Cold sores are contagious during the entire cold sore event. You are extremely contagious once the sore has broken open - until it is totally healed. The fluid that weeps from the sore is teeming with active herpes virus. Kiss or touch is the normal means of spreading this virus.
If you have a cold sore, be particularly cautious around infants or others. Also, be conscious that if the virus gets in the eye, it can cause cornea blisters. The permanent result is damaged vision.
Cold sore remedies may include over-the-counter creams and ointments. These will provide comfort, but do not expect them to speed healing. Fever, headache and swollen glands can be treated with your usual medicine for fever and headaches.
Using ice, particularly before the scab forms, will give pain relief, reduce the heat, and help drive the herpes virus back into hibernation. Keep the wound clean with alcohol on a cotton ball or swab.
Prevention includes care in not spreading to others or other parts of your own body. Avoid kissing when active cold sores are present. Keep hands clean. Cold sores itch and hurt a lot. Only touch sores with a cotton ball or tissue. Avoid sharing items with others, such as towels, when you or they have an active cold sore.
As we have seen, cold sores are facial sores caused by the herpes simplex virus. We have also seen that they are extremely contagious to others as well as to your self. Finally, in reviewing what are cold sores, we talked about basic cold sore care.

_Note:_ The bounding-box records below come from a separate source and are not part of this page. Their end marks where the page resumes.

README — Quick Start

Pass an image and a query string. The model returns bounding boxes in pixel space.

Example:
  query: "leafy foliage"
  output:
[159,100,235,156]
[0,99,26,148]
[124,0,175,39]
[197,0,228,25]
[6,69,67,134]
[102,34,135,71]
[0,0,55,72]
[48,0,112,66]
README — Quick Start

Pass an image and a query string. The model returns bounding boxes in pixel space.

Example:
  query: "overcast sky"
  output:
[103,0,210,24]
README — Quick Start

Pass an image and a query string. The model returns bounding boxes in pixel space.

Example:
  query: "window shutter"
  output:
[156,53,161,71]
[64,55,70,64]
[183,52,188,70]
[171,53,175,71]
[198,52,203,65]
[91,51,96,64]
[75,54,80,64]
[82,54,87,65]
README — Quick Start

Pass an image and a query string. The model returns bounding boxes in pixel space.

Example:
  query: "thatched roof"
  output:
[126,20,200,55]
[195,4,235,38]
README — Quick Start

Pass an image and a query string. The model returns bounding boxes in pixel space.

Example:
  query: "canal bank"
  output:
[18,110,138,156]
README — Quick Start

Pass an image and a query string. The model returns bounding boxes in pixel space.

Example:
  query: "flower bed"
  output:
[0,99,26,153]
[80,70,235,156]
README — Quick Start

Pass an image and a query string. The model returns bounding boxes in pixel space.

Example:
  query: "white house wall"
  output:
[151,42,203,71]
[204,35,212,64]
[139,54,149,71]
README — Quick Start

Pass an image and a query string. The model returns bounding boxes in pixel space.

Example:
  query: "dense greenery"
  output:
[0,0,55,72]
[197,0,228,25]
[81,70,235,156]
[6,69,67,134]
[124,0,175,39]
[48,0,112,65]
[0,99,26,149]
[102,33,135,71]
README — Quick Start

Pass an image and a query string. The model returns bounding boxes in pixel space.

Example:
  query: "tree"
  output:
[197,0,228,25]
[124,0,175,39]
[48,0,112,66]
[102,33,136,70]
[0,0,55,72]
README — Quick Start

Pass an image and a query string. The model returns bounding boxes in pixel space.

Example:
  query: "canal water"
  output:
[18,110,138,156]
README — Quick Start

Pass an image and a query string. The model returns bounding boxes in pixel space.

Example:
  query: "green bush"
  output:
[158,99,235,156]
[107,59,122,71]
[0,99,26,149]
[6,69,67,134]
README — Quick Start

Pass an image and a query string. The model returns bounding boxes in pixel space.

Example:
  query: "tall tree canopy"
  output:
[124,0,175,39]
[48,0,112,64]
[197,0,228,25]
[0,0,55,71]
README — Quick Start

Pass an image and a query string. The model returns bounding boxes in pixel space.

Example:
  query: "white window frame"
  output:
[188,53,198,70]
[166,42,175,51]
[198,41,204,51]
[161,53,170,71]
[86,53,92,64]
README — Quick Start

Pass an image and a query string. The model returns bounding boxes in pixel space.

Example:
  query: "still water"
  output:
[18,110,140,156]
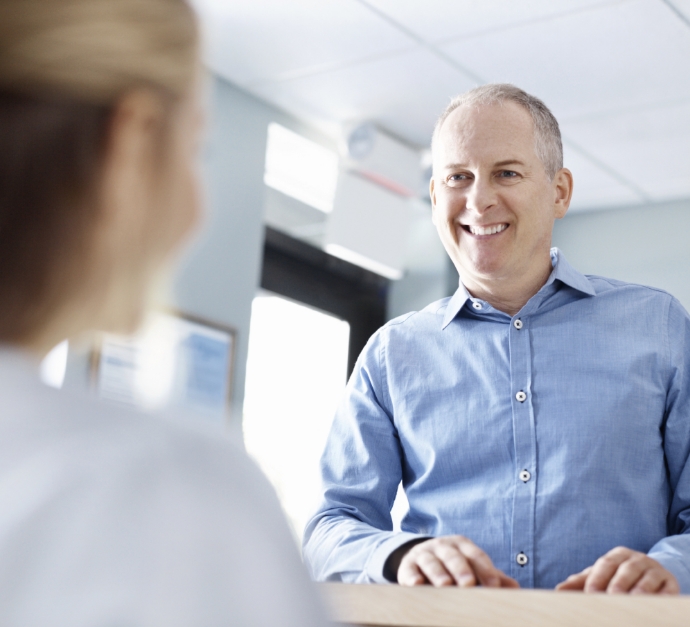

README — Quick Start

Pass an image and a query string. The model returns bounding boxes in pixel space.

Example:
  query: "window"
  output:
[243,292,350,539]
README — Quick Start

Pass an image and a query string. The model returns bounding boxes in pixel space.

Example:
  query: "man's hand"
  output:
[398,536,520,588]
[556,546,680,594]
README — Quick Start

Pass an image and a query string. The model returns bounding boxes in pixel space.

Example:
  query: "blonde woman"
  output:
[0,0,321,627]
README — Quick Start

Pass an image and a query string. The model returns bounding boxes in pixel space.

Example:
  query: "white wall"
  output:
[553,200,690,309]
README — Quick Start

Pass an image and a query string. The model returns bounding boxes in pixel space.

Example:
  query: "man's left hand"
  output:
[556,546,680,594]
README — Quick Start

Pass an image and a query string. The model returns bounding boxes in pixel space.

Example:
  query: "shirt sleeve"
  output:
[649,299,690,594]
[303,327,424,583]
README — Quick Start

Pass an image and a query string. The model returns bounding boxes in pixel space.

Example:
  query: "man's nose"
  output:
[466,176,497,214]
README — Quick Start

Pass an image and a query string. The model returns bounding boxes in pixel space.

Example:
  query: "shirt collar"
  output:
[442,248,596,329]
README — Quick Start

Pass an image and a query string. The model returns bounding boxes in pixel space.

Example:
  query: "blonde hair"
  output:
[0,0,198,104]
[0,0,199,342]
[431,83,563,180]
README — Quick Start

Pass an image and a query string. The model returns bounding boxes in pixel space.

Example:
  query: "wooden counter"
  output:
[319,583,690,627]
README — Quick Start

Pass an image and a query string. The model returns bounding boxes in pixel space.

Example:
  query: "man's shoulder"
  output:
[585,274,680,305]
[381,296,450,330]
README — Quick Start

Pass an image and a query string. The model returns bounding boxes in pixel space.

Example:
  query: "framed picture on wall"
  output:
[92,311,236,418]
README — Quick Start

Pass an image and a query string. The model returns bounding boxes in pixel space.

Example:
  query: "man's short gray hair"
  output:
[431,83,563,180]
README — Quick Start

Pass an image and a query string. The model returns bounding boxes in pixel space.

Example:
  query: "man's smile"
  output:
[461,222,508,236]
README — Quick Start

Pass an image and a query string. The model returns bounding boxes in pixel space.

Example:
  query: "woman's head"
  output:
[0,0,200,348]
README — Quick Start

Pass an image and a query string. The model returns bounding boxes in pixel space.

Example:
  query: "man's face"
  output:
[431,101,572,284]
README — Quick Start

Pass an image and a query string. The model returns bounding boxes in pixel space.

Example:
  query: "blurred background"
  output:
[45,0,690,537]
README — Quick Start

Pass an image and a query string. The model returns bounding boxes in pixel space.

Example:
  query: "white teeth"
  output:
[469,224,508,235]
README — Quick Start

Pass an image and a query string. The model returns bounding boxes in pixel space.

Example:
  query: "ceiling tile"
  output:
[193,0,414,85]
[443,0,690,120]
[365,0,622,43]
[563,145,642,213]
[251,48,473,146]
[562,102,690,201]
[662,0,690,22]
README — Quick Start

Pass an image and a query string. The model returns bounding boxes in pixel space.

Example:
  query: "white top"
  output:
[0,349,324,627]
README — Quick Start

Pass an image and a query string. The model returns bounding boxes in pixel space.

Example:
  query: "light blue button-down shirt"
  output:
[304,249,690,593]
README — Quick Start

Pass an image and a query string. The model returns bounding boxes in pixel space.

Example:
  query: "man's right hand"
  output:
[398,536,520,588]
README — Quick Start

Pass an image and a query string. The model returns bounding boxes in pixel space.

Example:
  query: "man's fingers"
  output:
[606,554,648,594]
[435,545,477,588]
[499,571,520,588]
[556,566,592,590]
[398,559,427,586]
[458,538,502,588]
[584,547,632,592]
[417,551,456,587]
[659,576,680,595]
[630,568,667,594]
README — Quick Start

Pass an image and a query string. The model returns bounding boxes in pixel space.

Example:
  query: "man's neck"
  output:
[462,256,553,316]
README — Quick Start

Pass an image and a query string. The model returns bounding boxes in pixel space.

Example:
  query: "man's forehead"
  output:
[434,102,534,161]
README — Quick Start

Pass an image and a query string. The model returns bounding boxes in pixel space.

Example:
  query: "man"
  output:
[304,85,690,594]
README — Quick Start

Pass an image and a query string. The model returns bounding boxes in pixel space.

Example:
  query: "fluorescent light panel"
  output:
[264,122,338,213]
[325,244,403,281]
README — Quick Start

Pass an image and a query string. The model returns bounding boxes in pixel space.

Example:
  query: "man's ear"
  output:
[553,168,573,220]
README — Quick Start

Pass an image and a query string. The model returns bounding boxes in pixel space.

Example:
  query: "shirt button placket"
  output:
[509,318,536,587]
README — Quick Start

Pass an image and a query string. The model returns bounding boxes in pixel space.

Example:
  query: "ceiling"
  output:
[189,0,690,209]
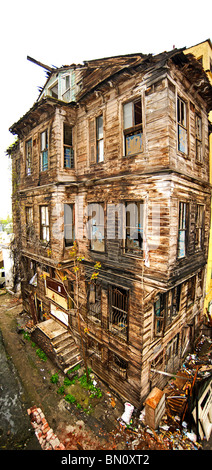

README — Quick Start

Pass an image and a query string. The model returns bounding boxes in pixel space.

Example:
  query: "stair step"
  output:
[63,359,82,374]
[53,337,76,354]
[60,347,79,364]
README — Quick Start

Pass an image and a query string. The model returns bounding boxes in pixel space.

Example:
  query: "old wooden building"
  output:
[10,49,212,406]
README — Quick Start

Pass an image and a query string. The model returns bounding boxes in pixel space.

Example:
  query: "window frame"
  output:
[63,122,75,170]
[195,113,203,163]
[63,202,75,248]
[195,204,205,250]
[25,137,32,176]
[39,205,50,244]
[40,128,49,173]
[89,202,105,253]
[25,206,34,243]
[108,285,129,341]
[122,95,144,157]
[177,201,189,260]
[177,95,188,155]
[123,199,144,257]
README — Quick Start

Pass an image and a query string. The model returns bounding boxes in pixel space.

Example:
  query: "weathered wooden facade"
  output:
[11,49,212,406]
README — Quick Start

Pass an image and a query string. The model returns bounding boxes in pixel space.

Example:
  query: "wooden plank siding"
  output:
[9,48,212,407]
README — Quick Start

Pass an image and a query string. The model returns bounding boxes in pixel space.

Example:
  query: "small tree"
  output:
[57,241,101,382]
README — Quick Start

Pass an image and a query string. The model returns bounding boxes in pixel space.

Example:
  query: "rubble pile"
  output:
[27,406,65,450]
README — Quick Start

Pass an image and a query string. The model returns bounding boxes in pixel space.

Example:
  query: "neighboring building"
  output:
[9,49,212,406]
[185,39,212,321]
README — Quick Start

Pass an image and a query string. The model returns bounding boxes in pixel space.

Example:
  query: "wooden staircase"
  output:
[34,319,82,374]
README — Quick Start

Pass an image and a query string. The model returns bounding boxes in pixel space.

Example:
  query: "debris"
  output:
[121,402,134,424]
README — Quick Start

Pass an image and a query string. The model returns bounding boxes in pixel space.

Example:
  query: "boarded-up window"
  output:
[40,206,49,242]
[64,204,75,246]
[195,115,203,163]
[109,286,128,339]
[89,115,104,163]
[63,124,74,168]
[26,139,32,175]
[26,207,34,242]
[123,98,143,156]
[177,202,188,258]
[125,202,144,255]
[40,129,48,171]
[195,204,204,249]
[88,202,105,252]
[177,96,188,154]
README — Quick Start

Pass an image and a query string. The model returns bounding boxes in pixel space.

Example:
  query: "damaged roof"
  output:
[10,48,212,134]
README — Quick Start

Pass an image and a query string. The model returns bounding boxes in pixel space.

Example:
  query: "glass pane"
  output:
[124,103,133,129]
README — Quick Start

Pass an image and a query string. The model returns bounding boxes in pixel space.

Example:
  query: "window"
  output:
[40,129,48,171]
[187,276,196,308]
[177,96,188,154]
[50,82,58,99]
[26,207,33,242]
[88,202,105,252]
[177,202,188,258]
[195,115,203,163]
[64,204,75,246]
[109,351,127,379]
[195,204,204,249]
[63,124,74,168]
[125,202,143,255]
[88,283,101,322]
[61,74,71,102]
[26,139,32,176]
[109,287,128,340]
[96,116,104,163]
[154,284,182,336]
[89,115,104,163]
[123,98,143,156]
[154,294,167,336]
[40,206,49,242]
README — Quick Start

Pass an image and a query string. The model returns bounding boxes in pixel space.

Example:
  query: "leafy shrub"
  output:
[50,372,59,384]
[65,393,76,403]
[36,348,47,361]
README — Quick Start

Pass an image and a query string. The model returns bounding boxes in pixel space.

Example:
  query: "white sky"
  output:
[0,0,212,218]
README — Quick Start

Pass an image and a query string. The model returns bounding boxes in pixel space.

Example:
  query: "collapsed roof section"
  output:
[10,48,212,135]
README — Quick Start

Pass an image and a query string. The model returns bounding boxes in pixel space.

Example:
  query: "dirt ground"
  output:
[0,291,136,450]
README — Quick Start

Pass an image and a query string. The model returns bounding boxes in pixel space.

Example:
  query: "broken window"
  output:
[64,204,75,246]
[87,336,102,360]
[154,284,182,336]
[88,202,105,252]
[40,129,48,171]
[154,294,167,336]
[109,286,128,340]
[50,82,58,99]
[26,139,32,176]
[177,96,188,154]
[40,206,49,242]
[125,202,143,255]
[96,115,104,163]
[195,115,203,163]
[109,351,127,379]
[177,202,188,258]
[61,74,71,103]
[195,204,204,249]
[123,98,143,156]
[187,276,196,308]
[63,124,74,168]
[26,207,34,242]
[88,283,101,322]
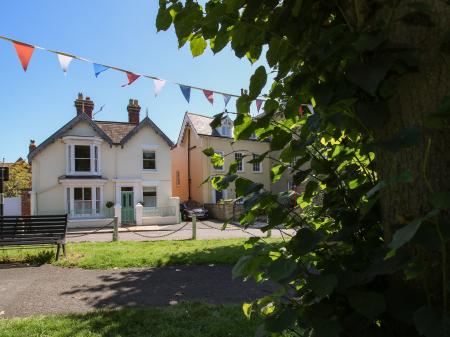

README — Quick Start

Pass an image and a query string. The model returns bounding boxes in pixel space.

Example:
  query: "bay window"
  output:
[66,186,103,218]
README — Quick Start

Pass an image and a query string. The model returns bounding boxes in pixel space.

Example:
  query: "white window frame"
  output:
[142,148,158,172]
[252,154,264,173]
[234,152,245,173]
[212,150,225,172]
[63,136,102,176]
[64,183,104,219]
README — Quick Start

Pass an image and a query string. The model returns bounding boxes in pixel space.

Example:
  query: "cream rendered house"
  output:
[28,94,179,227]
[171,113,270,204]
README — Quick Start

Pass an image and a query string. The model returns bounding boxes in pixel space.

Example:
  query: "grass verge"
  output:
[0,303,296,337]
[0,239,280,269]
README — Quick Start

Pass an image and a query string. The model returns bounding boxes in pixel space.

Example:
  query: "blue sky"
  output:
[0,0,268,161]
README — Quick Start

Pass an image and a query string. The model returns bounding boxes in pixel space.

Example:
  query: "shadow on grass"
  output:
[0,303,268,337]
[58,265,273,309]
[0,248,56,266]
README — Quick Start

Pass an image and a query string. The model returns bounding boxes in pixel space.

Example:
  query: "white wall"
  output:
[3,197,22,216]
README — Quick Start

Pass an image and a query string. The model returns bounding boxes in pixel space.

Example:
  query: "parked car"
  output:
[180,203,208,221]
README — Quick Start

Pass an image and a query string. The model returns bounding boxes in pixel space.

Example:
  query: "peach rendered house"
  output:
[171,112,270,204]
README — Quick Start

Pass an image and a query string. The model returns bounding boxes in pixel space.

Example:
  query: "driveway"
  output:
[0,265,271,318]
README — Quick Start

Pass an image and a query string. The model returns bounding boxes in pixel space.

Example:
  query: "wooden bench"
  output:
[0,214,67,260]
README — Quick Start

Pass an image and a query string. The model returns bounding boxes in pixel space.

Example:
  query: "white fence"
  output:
[4,197,22,216]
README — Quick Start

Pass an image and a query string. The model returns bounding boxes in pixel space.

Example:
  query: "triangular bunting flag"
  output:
[256,99,264,112]
[13,42,34,71]
[93,63,109,77]
[153,79,166,97]
[57,54,72,75]
[180,84,191,103]
[203,89,214,104]
[122,71,141,87]
[222,94,231,106]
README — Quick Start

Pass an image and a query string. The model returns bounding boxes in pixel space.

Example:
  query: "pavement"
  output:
[0,265,273,318]
[67,220,294,242]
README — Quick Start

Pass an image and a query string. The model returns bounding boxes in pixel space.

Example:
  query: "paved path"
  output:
[0,265,269,318]
[67,221,293,242]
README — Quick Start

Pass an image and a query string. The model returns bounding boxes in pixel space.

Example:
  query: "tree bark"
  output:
[376,0,450,304]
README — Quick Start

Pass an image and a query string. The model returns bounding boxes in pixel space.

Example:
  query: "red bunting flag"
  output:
[256,99,264,112]
[122,71,141,87]
[203,89,214,104]
[13,41,34,71]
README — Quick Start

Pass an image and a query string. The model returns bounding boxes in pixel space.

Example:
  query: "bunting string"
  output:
[0,35,314,113]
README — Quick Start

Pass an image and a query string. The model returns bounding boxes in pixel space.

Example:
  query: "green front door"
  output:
[122,191,134,223]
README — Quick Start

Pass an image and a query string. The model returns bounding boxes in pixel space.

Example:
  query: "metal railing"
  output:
[142,206,176,218]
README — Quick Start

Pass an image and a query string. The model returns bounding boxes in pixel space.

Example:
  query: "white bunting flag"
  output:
[58,54,72,75]
[153,79,166,97]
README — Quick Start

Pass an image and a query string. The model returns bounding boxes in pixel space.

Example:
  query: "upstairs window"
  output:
[143,187,156,207]
[66,142,101,175]
[253,154,262,173]
[146,151,156,170]
[75,145,91,172]
[234,152,244,172]
[213,151,224,171]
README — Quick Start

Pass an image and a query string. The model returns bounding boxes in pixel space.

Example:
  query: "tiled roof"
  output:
[187,112,223,138]
[93,121,136,144]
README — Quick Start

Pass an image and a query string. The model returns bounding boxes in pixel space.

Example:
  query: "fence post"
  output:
[113,216,119,242]
[192,214,197,240]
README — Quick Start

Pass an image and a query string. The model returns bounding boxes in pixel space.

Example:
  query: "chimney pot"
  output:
[127,99,141,124]
[75,92,94,119]
[28,139,36,153]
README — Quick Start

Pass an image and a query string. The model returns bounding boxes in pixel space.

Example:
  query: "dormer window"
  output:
[218,118,233,137]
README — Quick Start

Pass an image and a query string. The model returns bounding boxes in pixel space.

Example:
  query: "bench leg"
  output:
[56,243,61,261]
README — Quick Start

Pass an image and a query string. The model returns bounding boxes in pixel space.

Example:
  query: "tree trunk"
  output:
[376,0,450,304]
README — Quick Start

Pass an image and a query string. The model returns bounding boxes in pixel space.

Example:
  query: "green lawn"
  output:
[0,239,279,269]
[0,303,288,337]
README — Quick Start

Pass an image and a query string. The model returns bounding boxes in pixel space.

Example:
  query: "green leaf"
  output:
[242,303,253,319]
[231,255,254,279]
[270,164,286,183]
[347,58,393,96]
[308,274,338,297]
[312,319,342,337]
[236,95,252,114]
[414,307,450,337]
[267,258,297,282]
[430,192,450,209]
[249,66,267,99]
[378,127,422,152]
[289,227,321,256]
[347,290,386,319]
[156,7,172,32]
[389,218,422,249]
[234,113,254,140]
[190,35,207,57]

The good news is there are newly discovered and simply amazing natural cold sore remedies coming out all the time now. Some of these can cut the healing time in half, or more. And can actually prevent them in the future. Not every cold sore remedy works for everyone. You will need to do some trial-and-error to find what works for you.
What are cold sores? For most folks, they are a source of much pain, embarrassment and irritation. But, with a little research and testing, there is simply no reason for you to suffer from cold sores again.